How do different queue types handle message failure?

Standard queues

Standard queues keep processing messages until the expiration of the retention period. This continuous processing of messages minimizes the chances of having your queue blocked by messages that can’t be processed. Continuous message processing also provides faster recovery for your queue.

In a system that processes thousands of messages, having a large number of messages that the consumer repeatedly fails to acknowledge and delete might increase costs and place extra load on the hardware. Instead of trying to process failing messages until they expire, it is better to move them to a dead-letter queue after a few processing attempts.

Note

Standard queues allow a high number of inflight messages. If the majority of your messages can’t be consumed and aren’t sent to a dead-letter queue, your rate of processing valid messages can slow down. Thus, to maintain the efficiency of your queue, make sure that your application correctly handles message processing.

FIFO queues

FIFO queues provide exactly-once processing by consuming messages in sequence from a message group. Thus, although the consumer can continue to retrieve ordered messages from another message group, the first message group remains unavailable until the message blocking the queue is processed successfully.

Note

FIFO queues allow a lower number of inflight messages. Thus, to keep your FIFO queue from getting blocked by a message, make sure that your application correctly handles message processing.

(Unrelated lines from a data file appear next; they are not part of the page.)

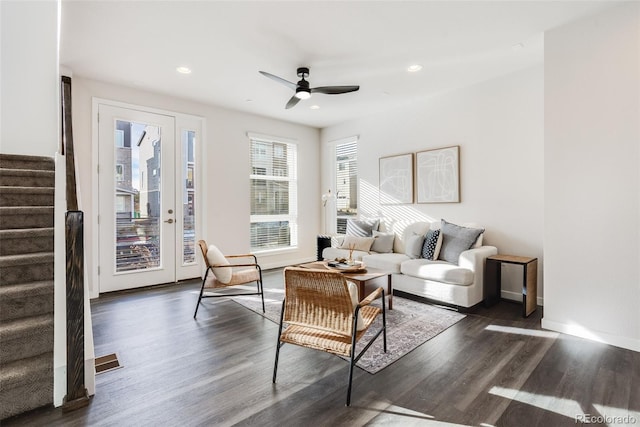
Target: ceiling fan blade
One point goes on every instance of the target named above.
(292, 102)
(334, 90)
(279, 80)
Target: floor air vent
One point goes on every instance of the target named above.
(107, 363)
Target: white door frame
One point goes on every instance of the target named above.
(182, 121)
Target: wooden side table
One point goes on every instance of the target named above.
(493, 277)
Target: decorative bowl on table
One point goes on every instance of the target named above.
(346, 267)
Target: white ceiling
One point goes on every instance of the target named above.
(371, 44)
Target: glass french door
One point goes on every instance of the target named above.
(147, 199)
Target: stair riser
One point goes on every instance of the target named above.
(15, 246)
(31, 344)
(39, 220)
(44, 180)
(26, 199)
(29, 305)
(35, 391)
(26, 273)
(17, 162)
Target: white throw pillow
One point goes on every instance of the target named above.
(215, 257)
(353, 291)
(383, 242)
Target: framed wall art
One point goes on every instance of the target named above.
(396, 179)
(438, 175)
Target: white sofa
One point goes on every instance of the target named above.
(458, 284)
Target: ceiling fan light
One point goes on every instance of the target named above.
(303, 94)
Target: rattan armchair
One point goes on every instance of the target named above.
(238, 269)
(320, 314)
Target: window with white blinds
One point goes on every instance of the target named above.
(274, 194)
(346, 182)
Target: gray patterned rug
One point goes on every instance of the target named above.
(409, 325)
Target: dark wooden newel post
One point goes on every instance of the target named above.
(77, 395)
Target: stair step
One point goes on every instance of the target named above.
(26, 384)
(26, 299)
(27, 177)
(26, 241)
(26, 196)
(26, 268)
(13, 217)
(17, 161)
(26, 337)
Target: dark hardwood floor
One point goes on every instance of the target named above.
(493, 368)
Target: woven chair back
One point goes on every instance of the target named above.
(318, 299)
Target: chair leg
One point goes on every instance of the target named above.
(275, 366)
(201, 293)
(261, 290)
(384, 324)
(352, 363)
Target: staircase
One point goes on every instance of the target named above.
(26, 283)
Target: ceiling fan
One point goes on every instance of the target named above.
(303, 91)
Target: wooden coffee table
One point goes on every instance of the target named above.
(359, 278)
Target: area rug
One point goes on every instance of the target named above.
(409, 325)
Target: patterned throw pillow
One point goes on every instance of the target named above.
(413, 246)
(430, 245)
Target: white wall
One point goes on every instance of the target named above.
(29, 82)
(226, 168)
(499, 128)
(592, 179)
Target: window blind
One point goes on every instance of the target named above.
(346, 183)
(274, 193)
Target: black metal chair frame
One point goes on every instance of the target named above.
(354, 359)
(259, 285)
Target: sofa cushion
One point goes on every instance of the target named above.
(357, 243)
(431, 245)
(362, 227)
(383, 242)
(455, 240)
(413, 245)
(388, 262)
(439, 271)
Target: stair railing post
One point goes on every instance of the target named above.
(77, 395)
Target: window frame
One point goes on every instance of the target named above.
(292, 179)
(331, 213)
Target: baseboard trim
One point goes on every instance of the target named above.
(602, 337)
(516, 296)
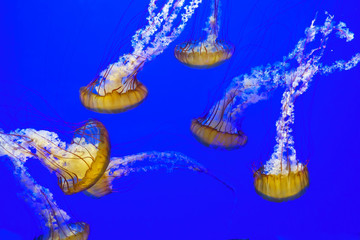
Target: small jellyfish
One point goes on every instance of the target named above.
(220, 127)
(143, 162)
(78, 165)
(284, 177)
(207, 53)
(117, 89)
(54, 220)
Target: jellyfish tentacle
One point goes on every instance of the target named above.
(123, 166)
(116, 89)
(284, 177)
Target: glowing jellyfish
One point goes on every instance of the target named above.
(54, 220)
(283, 177)
(78, 165)
(207, 53)
(143, 162)
(220, 127)
(116, 89)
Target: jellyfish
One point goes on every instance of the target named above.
(283, 177)
(220, 126)
(117, 89)
(78, 165)
(54, 220)
(143, 162)
(207, 53)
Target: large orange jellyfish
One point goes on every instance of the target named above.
(207, 53)
(284, 177)
(116, 89)
(143, 162)
(78, 165)
(220, 126)
(54, 220)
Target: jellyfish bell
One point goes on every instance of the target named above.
(115, 90)
(217, 134)
(203, 54)
(72, 231)
(282, 187)
(120, 167)
(85, 161)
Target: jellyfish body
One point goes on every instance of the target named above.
(54, 220)
(284, 177)
(72, 231)
(78, 165)
(207, 53)
(78, 174)
(281, 187)
(220, 126)
(116, 89)
(203, 54)
(114, 101)
(143, 162)
(217, 134)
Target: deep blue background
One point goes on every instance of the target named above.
(55, 47)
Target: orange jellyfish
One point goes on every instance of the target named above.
(283, 177)
(143, 162)
(207, 53)
(117, 89)
(54, 220)
(217, 128)
(78, 165)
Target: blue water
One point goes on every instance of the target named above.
(55, 47)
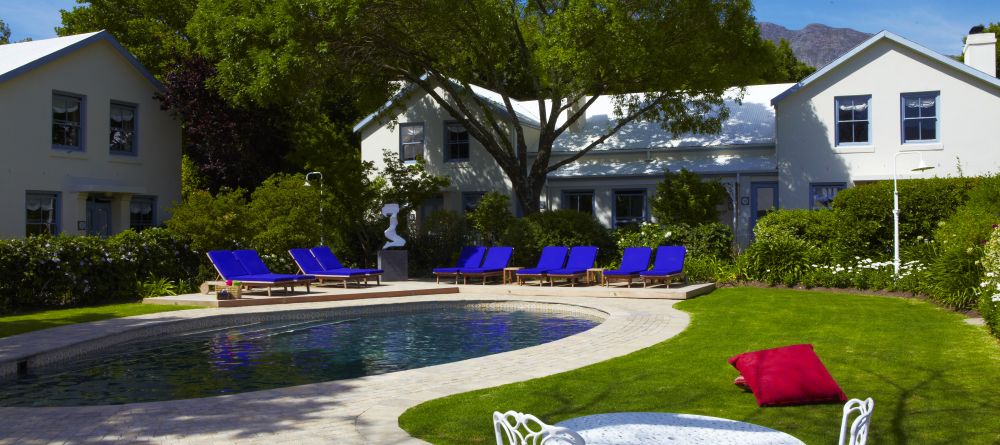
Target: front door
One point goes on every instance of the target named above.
(763, 200)
(99, 216)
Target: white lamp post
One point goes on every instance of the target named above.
(895, 202)
(307, 184)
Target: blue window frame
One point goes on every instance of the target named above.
(411, 141)
(41, 213)
(629, 207)
(580, 200)
(122, 129)
(456, 140)
(142, 212)
(821, 194)
(919, 117)
(67, 121)
(853, 120)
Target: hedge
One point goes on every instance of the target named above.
(67, 271)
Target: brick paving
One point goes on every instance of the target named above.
(355, 411)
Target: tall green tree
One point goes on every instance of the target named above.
(681, 55)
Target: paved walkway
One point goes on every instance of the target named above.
(356, 411)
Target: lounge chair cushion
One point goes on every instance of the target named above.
(634, 261)
(790, 375)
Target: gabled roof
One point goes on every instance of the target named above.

When should I use a dead-letter queue?

Do use dead-letter queues with standard queues. You should always take advantage of dead-letter queues when your applications don’t depend on ordering. Dead-letter queues can help you troubleshoot incorrect message transmission operations.

Note

Even when you use dead-letter queues, you should continue to monitor your queues and retry sending messages that fail for transient reasons.

Do use dead-letter queues to decrease the number of messages and to reduce the possibility of exposing your system to poison-pill messages (messages that can be received but can’t be processed).

Don’t use a dead-letter queue with standard queues when you want to be able to keep retrying the transmission of a message indefinitely. For example, don’t use a dead-letter queue if your program must wait for a dependent process to become active or available.

Don’t use a dead-letter queue with a FIFO queue if you don’t want to break the exact order of messages or operations. For example, don’t use a dead-letter queue with instructions in an Edit Decision List (EDL) for a video editing suite, where changing the order of edits changes the context of subsequent edits.

Troubleshooting dead-letter queues

In some cases, Amazon SQS dead-letter queues might not always behave as expected. This section gives an overview of common issues and shows how to resolve them.

Viewing messages using the console might cause messages to be moved to a dead-letter queue

Amazon SQS counts viewing a message in the console against the corresponding queue's redrive policy. Thus, if you view a message in the console the number of times specified in the corresponding queue's redrive policy, the message is moved to the corresponding queue's dead-letter queue.

To adjust this behavior, you can do one of the following:

  • Increase the Maximum Receives setting for the corresponding queue's redrive policy.

  • Avoid viewing the corresponding queue's messages in the console.

The NumberOfMessagesSent and NumberOfMessagesReceived for a dead-letter queue don't match

If you send a message to a dead-letter queue manually, it is captured by the NumberOfMessagesSent metric. However, if a message is sent to a dead-letter queue as a result of a failed processing attempt, it isn't captured by this metric. Thus, it is possible for the values of NumberOfMessagesSent and NumberOfMessagesReceived to be different.